The flicker of a smile curved Wara’s mouth. “To train to kill the Antichrist,” she added.

Cail would much rather talk about the Antichrist than Jonah. She harrumphed. Wara knew the story.

The scene flashed across Cail’s brain, the little church in Nebraska with the faded slate blue carpet and sloped ceiling with rough wood beams. Her parents, the pastors, were praying over Cail, who was kneeling in front of the big Christian flag by the altar. She was wearing a pink nylon skirt with cheery daisies and a white chenille turtleneck. Her butt-length hair was tamed into a severe bun on the top of her head.

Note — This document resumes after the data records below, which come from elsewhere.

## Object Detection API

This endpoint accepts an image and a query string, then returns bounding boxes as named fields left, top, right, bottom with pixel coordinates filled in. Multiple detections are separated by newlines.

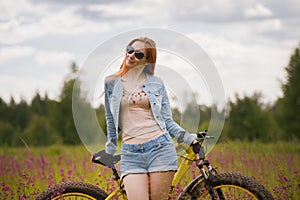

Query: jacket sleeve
left=104, top=83, right=118, bottom=155
left=161, top=85, right=197, bottom=145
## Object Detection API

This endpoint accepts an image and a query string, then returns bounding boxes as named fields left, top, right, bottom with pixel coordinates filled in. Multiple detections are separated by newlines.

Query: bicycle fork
left=198, top=160, right=225, bottom=200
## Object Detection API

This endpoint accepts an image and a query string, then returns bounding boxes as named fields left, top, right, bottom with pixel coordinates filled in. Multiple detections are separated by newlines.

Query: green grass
left=0, top=142, right=300, bottom=199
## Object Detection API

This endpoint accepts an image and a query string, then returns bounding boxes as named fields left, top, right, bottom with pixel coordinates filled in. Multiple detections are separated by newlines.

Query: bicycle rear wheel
left=179, top=173, right=274, bottom=200
left=35, top=182, right=107, bottom=200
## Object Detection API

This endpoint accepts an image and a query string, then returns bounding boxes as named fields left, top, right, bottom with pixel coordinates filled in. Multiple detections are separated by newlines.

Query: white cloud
left=34, top=51, right=75, bottom=66
left=0, top=5, right=110, bottom=44
left=0, top=75, right=62, bottom=102
left=0, top=45, right=35, bottom=63
left=245, top=3, right=273, bottom=18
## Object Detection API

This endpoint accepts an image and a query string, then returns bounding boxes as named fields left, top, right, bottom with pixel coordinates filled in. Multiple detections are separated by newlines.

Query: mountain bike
left=36, top=131, right=274, bottom=200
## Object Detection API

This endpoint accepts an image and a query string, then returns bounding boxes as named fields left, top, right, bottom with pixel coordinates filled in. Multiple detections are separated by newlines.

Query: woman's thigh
left=149, top=171, right=175, bottom=200
left=123, top=173, right=149, bottom=200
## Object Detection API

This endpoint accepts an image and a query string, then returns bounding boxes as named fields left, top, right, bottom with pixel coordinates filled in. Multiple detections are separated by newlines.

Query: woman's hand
left=191, top=140, right=205, bottom=165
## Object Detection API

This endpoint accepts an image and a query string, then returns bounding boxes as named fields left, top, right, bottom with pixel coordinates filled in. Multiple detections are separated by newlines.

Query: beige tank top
left=120, top=88, right=163, bottom=144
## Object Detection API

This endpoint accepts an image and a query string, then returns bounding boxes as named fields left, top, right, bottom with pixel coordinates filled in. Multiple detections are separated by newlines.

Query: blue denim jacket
left=104, top=73, right=196, bottom=154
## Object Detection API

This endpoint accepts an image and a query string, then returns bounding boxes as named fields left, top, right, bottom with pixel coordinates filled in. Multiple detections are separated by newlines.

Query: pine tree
left=281, top=45, right=300, bottom=139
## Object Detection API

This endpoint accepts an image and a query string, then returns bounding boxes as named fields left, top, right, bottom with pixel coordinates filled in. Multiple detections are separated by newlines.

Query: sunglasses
left=127, top=46, right=144, bottom=60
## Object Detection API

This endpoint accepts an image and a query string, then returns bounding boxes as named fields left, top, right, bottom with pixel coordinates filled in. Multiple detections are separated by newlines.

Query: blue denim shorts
left=121, top=133, right=178, bottom=178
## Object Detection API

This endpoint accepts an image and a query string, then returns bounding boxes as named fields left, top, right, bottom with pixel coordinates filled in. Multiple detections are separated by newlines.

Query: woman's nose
left=128, top=52, right=135, bottom=59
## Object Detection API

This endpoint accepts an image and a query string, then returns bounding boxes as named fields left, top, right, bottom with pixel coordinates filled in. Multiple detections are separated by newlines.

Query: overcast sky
left=0, top=0, right=300, bottom=105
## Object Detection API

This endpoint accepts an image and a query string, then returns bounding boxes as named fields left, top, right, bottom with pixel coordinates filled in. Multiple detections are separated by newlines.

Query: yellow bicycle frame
left=105, top=143, right=195, bottom=200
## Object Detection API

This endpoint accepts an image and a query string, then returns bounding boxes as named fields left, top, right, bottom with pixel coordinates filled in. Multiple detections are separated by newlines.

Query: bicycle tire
left=178, top=173, right=274, bottom=200
left=35, top=182, right=108, bottom=200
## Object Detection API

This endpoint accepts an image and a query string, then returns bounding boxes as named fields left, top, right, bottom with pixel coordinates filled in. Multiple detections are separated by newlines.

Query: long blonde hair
left=114, top=37, right=156, bottom=77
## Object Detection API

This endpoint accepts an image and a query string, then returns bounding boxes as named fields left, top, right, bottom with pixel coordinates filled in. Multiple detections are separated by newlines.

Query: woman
left=105, top=37, right=200, bottom=200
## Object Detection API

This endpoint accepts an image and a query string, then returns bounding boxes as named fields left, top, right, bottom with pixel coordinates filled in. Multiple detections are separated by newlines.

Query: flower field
left=0, top=142, right=300, bottom=200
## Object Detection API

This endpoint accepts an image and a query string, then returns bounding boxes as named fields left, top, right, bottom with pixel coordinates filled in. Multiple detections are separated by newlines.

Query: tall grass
left=0, top=142, right=300, bottom=199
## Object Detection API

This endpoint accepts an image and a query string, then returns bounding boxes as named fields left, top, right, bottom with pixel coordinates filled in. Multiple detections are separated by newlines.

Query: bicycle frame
left=105, top=143, right=199, bottom=200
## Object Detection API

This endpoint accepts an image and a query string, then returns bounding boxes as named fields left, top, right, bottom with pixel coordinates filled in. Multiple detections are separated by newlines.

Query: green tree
left=225, top=93, right=274, bottom=141
left=277, top=45, right=300, bottom=139
left=0, top=121, right=16, bottom=146
left=51, top=63, right=81, bottom=144
left=22, top=115, right=61, bottom=146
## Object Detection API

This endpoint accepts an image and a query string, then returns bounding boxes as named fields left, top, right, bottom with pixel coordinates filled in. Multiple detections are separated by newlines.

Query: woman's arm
left=161, top=86, right=197, bottom=145
left=104, top=83, right=118, bottom=155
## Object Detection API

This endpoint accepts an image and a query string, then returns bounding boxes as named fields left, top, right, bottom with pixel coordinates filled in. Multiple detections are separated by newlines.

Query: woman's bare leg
left=123, top=174, right=149, bottom=200
left=149, top=171, right=175, bottom=200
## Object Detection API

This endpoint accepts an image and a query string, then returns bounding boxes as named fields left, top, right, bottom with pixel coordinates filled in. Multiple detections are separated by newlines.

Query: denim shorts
left=121, top=133, right=178, bottom=178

All the members of the church crowded around, praying in tongues and asking God to bless this eighteen-year-old girl as she went off to the army to learn to shoot.

Revelations specified that the enemy of God’s people, the man called the Antichrist, was gonna get a fatal head wound. It was prophecy, and God’s word always came to pass.

And lucky Cail Lamontagne, timid homeschooled girl from Nebraska, was the chosen one. God had picked her to be the one who was gonna fulfill the prophecy.

Cail felt something in the pit of her stomach begin to burn at the window into the past. “Yeah, I was supposed to kill the Antichrist,” Cail croaked, surprising herself when she cracked a smile. “Some people’s parents want them to be doctors. Others, lawyers. I just had a very special career path.”

Wara rolled her eyes and stabbed at her pizza. “I can’t believe your church did that to you,” she said. “I look around, and I see so much crap that church has done to people. And it makes me wonder if it’s all worth it.” Wara glanced towards the door. A long peacock feather earring brushed across the braided strap of her black tank top. She was looking for Alejo.

“He’d better hurry up or you’re not gonna leave him any pizza,” Cail said. She saw Wara turn back to the table grinning, then notice Cail’s untouched plate.

“You can’t eat?”

Cail swallowed hard. "No." Her voice came out creaky. "There's just this screaming in my head. I didn't bow my head and pray the right thing, so I can’t eat."